We started doing Cafe Church about a year ago. It happens monthly and is an early start at 9.30am. We have coffee and bacon rolls and other breakfast things. The first half an hour is just catching up and then at 10 we start, well I don’t want to say “start the service” but we do have most of the traditional components but we do them in a different and informal way
It’s been successful. Most of the people who would come to the normal church service come to cafe church. It is in the village hall and there is something important about it not being in the church. We have one or two people come who have not come into the church building before. We regularly get around 30 people and a lot of the locals have enjoyed the informality and the opportunity to talk about real, important things: To talk about their faith round the table.
We sing songs and they can be traditional or contemporary and that has led to some interesting conversation about what type of music helps people engage with God.
We pray, sometimes in a traditional style and sometimes more innovatively and interactively, perhaps using a prayer tree or spreading out the newspapers to connect with what is happening in the world.

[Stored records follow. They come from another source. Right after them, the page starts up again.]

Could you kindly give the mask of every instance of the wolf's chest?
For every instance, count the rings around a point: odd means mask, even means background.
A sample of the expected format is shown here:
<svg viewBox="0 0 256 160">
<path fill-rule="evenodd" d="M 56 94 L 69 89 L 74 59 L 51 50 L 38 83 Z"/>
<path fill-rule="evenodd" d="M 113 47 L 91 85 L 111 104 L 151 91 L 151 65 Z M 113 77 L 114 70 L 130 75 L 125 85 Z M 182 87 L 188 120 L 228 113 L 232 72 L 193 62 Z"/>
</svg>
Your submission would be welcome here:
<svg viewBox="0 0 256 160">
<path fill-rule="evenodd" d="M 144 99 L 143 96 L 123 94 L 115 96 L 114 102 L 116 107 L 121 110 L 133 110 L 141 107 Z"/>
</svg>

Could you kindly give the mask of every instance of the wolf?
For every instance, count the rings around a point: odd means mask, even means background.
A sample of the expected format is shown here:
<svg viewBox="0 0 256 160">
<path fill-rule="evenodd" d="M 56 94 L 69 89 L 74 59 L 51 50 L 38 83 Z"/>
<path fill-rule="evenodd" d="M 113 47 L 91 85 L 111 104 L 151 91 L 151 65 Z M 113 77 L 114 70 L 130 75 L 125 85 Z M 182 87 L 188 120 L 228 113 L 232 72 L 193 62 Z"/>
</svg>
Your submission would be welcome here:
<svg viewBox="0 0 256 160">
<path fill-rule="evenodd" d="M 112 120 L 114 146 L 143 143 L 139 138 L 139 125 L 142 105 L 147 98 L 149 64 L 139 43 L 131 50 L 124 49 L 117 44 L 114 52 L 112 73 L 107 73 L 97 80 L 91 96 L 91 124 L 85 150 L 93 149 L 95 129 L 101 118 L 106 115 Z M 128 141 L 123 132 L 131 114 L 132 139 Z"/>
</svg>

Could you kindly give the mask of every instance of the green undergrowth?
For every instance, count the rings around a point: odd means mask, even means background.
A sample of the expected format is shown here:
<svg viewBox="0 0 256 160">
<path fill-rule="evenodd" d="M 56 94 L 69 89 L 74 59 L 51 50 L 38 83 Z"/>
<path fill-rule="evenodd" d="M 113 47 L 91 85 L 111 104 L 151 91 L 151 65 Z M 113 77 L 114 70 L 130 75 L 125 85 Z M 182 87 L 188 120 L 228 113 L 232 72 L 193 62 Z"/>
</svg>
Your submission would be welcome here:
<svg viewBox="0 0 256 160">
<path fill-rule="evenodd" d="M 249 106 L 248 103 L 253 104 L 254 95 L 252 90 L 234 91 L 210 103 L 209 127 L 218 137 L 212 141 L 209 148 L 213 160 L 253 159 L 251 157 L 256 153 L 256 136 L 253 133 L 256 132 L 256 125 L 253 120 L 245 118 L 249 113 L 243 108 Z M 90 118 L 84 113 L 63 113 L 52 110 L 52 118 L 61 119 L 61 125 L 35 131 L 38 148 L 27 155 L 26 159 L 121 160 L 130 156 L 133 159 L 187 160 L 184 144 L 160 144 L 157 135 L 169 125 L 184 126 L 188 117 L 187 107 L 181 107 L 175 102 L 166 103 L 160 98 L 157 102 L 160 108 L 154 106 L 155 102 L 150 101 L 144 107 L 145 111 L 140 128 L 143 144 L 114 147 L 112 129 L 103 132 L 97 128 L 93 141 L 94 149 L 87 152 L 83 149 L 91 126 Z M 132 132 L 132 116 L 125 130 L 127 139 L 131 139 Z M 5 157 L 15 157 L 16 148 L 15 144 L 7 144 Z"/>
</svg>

Our bible readings tend to be contemplative, asking “what do you hear from these words, what are you prompted to think and do in response” – this often leads to lively chat. I don’t deliver a sermon, it is more about asking some questions or giving a few thoughts that lead to conversation, I might ask them to reflect on those things alone, then discuss on the table before perhaps feeding back to a whole room discussion.
I think there is more theological reflection going on at cafe church than I am aware of going on at traditional services. I am pleased that most people do come and even those in the congregation who are great supporters of very traditional forms of worship come along and have said they enjoy it and receive from it.
A few have come from the surrounding parishes and we get a full age range, the kids like the more relaxed approach. We have the hall set out in tables with paper tablecloths on them, we encourage everyone to doodle on the paper and perhaps write down questions the conversations prompt or jot down some thoughts.
I have been involved in lots of challenging conversation recently about maintaining church buildings and I have found myself saying that the places we see growth: the places God seems to be up to something are not in the traditional church buildings but elsewhere. Like our very busy and buzzing Messy Church in one of the linked parishes which also happens in the village hall. Perhaps people like “messy” church more than they like “clean and tidy” church. Life is messy at times!
It is encouraging and exciting to see where there is growth. We are changing not declining!